Ease of pulling has always been a claim of this plow. We agree that it pulls surprisingly easily when you consider the depths and width of material you are installing. To say that a 300HP tractor can pull it in western Canadian ground may be a slight exaggeration (although it probably would pull just fine if installing 4″ tile at 3-4ft depths). Generally, we either pre-rip or hook on two 4WD tractors for any pull where we are installing 6″ tile deeper than around 4 feet, and for all pulls with 8″ tile. In the event you come to a halt it is almost always due to loss of traction rather than not having enough horsepower. Our favorite tractors for tiling are either those with creeper gears (going slower means it takes a lot more to stop you), or a big 4WD with lots of weight and ideally big singles over duals. On some model tractors we’ve found their slowest speed is still a little too fast. The faster you drive, the more force is acting on the plow, and therefore the less it takes before you lose traction. So far, the best pulling tractor we’ve used is the Versatile 550DT Creeper as that let us go at under 1mph and we could plow 6″ pipe as deep as the plow would go. Surface conditions also play a big part, and wet, greasy ground will cause you to spin out much sooner than drier ground.

Reliability of the plows has been very good. We’ve been using and selling them since 2012, and have had very few support or warranty cases that weren’t simple to solve. One area that care should be taken is to ensure your hydraulic plugs and system are clean as the proportional valves on the plows can be prone to issues if dirt gets into them. Other than that, failure to¬†perform regular greasing and checking that bolts are tight are the main reasons people have had issues.

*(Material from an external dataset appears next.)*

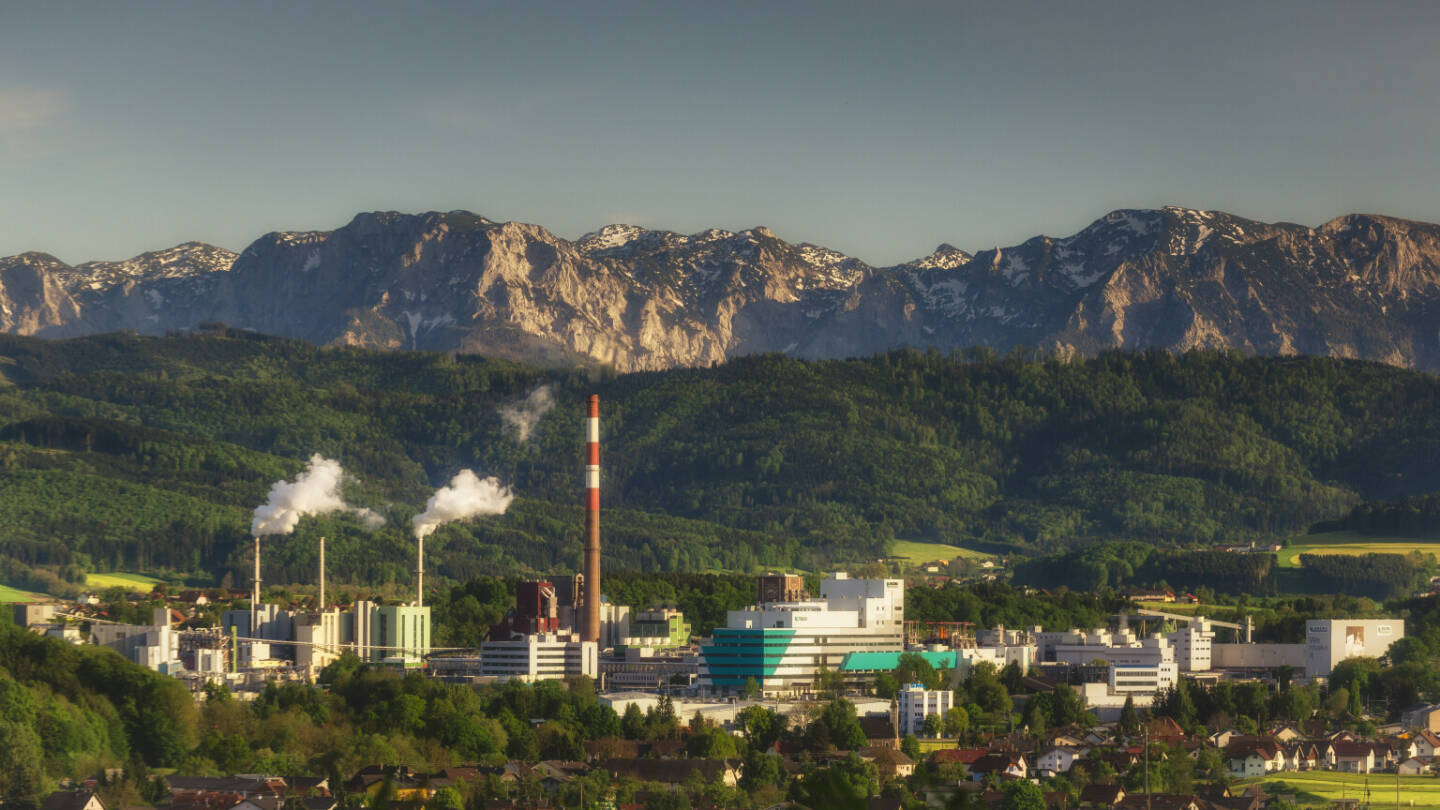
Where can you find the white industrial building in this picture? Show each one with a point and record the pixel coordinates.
(1329, 642)
(539, 656)
(915, 702)
(153, 646)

Some of the available accessories for the plow include a power tile feeder and walking tandem beams. We run both on our own plow and wouldn’t go back now we’ve used them. The power feeder simply helps feed in the tile, and reduces possible stretch in the pipe. This really helps in warmer weather, and also where the field is in corn, sunflower, or canola stubble as it seems to help stop the pipe getting snagged and stretched on the stalks. With larger pipe the feeder also helps ensure that connections don’t get pulled apart as they pass into the boot. The walking tandems really help smooth out the ride of the plow, which is a real benefit on rough fields. Because¬†the wheels really have little effect on tile placement when installing, it’s more the survey runs that the tandem beam provides a smoother run with less vibration and bounding around of the GPS equipment – leading to better survey accuracy and allowing you to go a little faster.


The Pros

  • Does exactly what the manufacturer says it does
  • Accurate tile placement
  • Simple to operate – anyone can learn this quickly!
  • When used with Intellislope this is hands-down the best system for a farmer

What We’d Change

  • Not much!
  • A shield to prevent soil entering the top of the boot would be a nice feature
  • In the future we’d like to see a plow that could install to 7+ feet (but equally in many ways it’s probably better that you scrape down or trench when you need to be that deep!)